Хотелось бы надеяться, что Вы не откажете нам в этой просьбе. Даже если театр им. Ленинского комсомола будет репетировать «Высшую меру», мы станем третьим театром в Ленинграде, в котором пойдет пьеса…

Вы, естественно, имеете право отказать нам в разрешении выпуска, но внепланово для себя мы продолжим работу, т. к. пьеса всему коллективу очень понравилась. Более того, если Вы разрешите ее нам, Вы могли бы увидеть премьеру еще в этом сезоне… Ваш В. Новиков.

Руза

Это головокружительное письмо жена переслала мне в Рузу, где я во второй раз участвовал в семинаре и дорабатывал «Сад». Было отчего кружиться голове – несколько ленинградских театров рвали мою первую пьесу друг у друга. Позже я понял, что ни о втором, тем более о третьем «экране» речи идти не могло, боролись лишь за право «первой ночи» – близился очередной юбилей. И только от красноречия, изворотливости, количества льстивых слов зависела уступчивость автора. В этом и заключалось мастерство завлита, человека замечательной театральной профессии, которую я ценю очень высоко. Какое-то чутье подсказало мне, что не стоит суетиться, менять один театр на другой, да и приятели посоветовали довериться судьбе.

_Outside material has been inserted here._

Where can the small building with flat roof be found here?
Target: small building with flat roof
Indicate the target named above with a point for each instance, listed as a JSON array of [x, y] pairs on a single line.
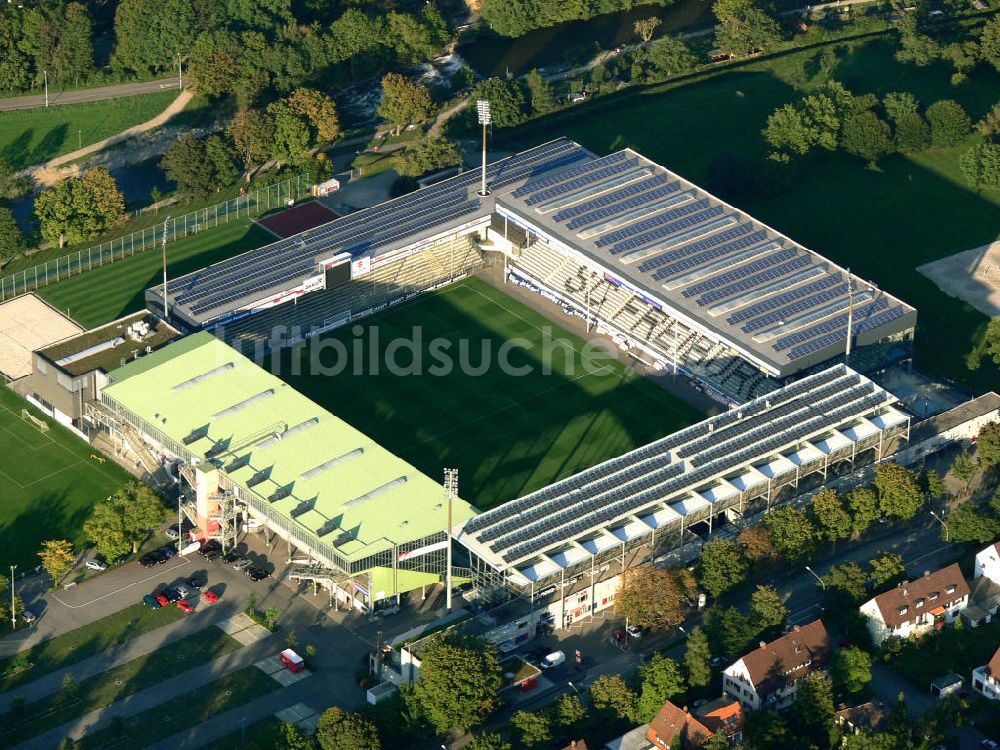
[[247, 443]]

Всероссийский семинар драматургов в Рузе отличался неизменным духом благорасположенности к тем, кого он принимал. Организовывался он на паях тремя хозяевами. Всероссийское театральное общество предоставляло путевки в свой дом актера, заполненный в это время года «шахтерами». Союз писателей осуществлял литературное руководство и оплачивал труд руководителей. Однако первую скрипку играло театральное управление Министерства культуры. Конечно, все три организации призваны были охранять девственную чистоту театрального репертуара и имели задачи прежде всего идеологические и лишь во вторую очередь профессиональные.

Небезызвестный Анатолий Софронов, бессменный председатель Всесоюзного совета по драматургии, выдвигал в главные руководители, разумеется, свою персону. Руководить он ничем не собирался, да и не мог по определению, но за месяц отсутствия на семинаре ему платили хорошие деньги, так сказать, отступные. Он появлялся в Рузе лишь один раз, и с трудом разместившись на двух стульях, около часа предавался торжественно-горестным воспоминаниям о тех временах, когда он был фаворитом московских театров, намекая на злые козни нынешних вершителей репертуара. Тяжелым, недобрым взглядом, он выискивал их среди нас, но редакторы министерства и вэтэошники, зная нрав этого кляузника и вымогателя, отсиживались в своих комнатах. У нас, семинаристов, вопросов к нему не было, и вскоре мы слышали, как шофер заводит машину.

И вот тут я должен сказать, что этим визитом идеологического пугала официальная часть семинара и исчерпывалась (ну, разве что еще короткой встречей с министром в Москве – им был небезызвестный Мелентьев). Воцарялся добротный дух профессиональной литературной работы. Даже начальник управления театрами Демин, напутствуя нас, произносил такую крамолу: напишите в пьесе все, что считаете нужным, всю правду-матку, но сделайте это талантливо, и я вам гарантирую ее прохождение. Конечно, он слегка красовался, но в его благие намерения у меня был случай поверить. За них он, вероятно, и был отстранен.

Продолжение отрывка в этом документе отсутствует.